When we get to heaven, it’s gonna take us forever to realize how much He loves us. We think ‘well, I’m not worthy, I’m not worthy.’ We’re not. But He loves us just that much anyway, and it’s just mind-boggling to me.

This eternal perspective doesn’t diminish Raye’s appreciation for his earthly success, but it provides context. The hits, the awards, the platinum albums—they’re all part of a larger story about using whatever platform you’re given to make a positive impact.

I’ve always put Him first, even when I wasn’t living right, and asked What am I doing? What do you want me to do with this? And the more you’re living away from Him, the less you’re hearing. But He’s always been my guy.

As our conversation winds down and Raye prepares for the show, he reflects on the miraculous nature of his career with the humility that has always defined him.

I’m not delusional enough to think that I’m going to be remembered forever…my grandson and I were watching a game show, and two different times on this one game show, the answer was Paul McCartney. It already had all but a few letters of his name exposed and a clue that it was a former Beatle, and not one contestant out of three knew who he was.

It’s a sobering reminder from an artist who understands his place in country music history better than most.

Don’t take anything for granted…..Don’t just assume this is going to go on forever….and never stop giving thanks to God for it.

Today, Collin Raye continues to travel the highways between small venues and county fairs, carrying with him three decades of hits and hard-won wisdom. He’s no longer the ambitious young artist chasing radio success, but he’s something perhaps more valuable.

He is a keeper of country music’s deeper purposes.

In an industry increasingly driven by streaming numbers and social media metrics, Collin Raye represents something increasingly rare. He is an artist whose career was built on the belief that country music should mean something. A reminder that authentic artistry and commercial success aren’t mutually exclusive, but they do require the courage to choose substance over formula.

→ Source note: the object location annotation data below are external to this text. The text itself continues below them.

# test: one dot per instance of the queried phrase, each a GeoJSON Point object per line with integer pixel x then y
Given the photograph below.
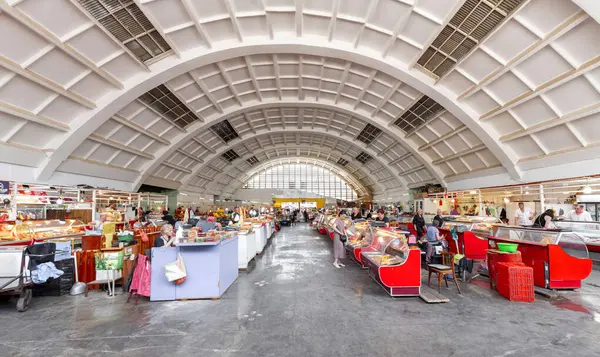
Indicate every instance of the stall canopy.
{"type": "Point", "coordinates": [192, 94]}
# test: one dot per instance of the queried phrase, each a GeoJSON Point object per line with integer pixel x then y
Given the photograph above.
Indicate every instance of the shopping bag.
{"type": "Point", "coordinates": [175, 271]}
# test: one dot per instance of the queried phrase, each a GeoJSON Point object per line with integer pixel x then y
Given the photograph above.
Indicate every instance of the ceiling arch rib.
{"type": "Point", "coordinates": [333, 146]}
{"type": "Point", "coordinates": [228, 182]}
{"type": "Point", "coordinates": [339, 171]}
{"type": "Point", "coordinates": [354, 34]}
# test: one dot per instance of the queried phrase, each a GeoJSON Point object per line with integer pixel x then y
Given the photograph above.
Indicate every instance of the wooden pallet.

The road hasn’t ended for Collin Raye. If anything, it’s taken on new meaning as he’s learned to see each performance, each connection with a fan, each moment of spiritual recognition as part of a larger purpose. In a career defined by number-one hits and platinum albums, his greatest achievement may be maintaining his artistic integrity while never forgetting that the real measure of success isn’t what you accomplish, but how you use whatever gifts you’ve been given.

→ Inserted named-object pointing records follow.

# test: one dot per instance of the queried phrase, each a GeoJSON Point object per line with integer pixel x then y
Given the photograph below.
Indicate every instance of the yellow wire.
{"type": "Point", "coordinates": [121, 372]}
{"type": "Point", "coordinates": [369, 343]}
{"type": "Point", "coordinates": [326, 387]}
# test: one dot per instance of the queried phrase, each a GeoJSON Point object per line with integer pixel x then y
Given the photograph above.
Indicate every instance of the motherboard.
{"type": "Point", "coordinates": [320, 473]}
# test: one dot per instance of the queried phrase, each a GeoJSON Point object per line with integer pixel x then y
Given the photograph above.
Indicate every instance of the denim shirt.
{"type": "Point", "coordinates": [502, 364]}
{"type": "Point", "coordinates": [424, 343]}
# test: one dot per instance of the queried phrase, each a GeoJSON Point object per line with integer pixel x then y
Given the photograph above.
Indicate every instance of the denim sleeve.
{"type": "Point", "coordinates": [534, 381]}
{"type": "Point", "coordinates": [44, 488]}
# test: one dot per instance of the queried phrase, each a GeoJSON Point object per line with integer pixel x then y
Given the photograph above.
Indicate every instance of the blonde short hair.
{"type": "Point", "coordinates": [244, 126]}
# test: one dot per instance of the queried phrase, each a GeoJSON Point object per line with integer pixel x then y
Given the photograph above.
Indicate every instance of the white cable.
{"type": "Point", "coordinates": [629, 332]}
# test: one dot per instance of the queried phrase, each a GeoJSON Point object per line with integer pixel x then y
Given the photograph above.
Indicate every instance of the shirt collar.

For an artist who’s spent his career asking What If Jesus Comes Back Like That?, the answer has become clear through decades of experience. You treat every encounter as sacred, every song as an opportunity to touch lives, and every day as a gift that shouldn’t be taken for granted. It’s a philosophy that’s served him well through the peaks and valleys of a remarkable career, and one that continues to guide Collin Raye down the long road home.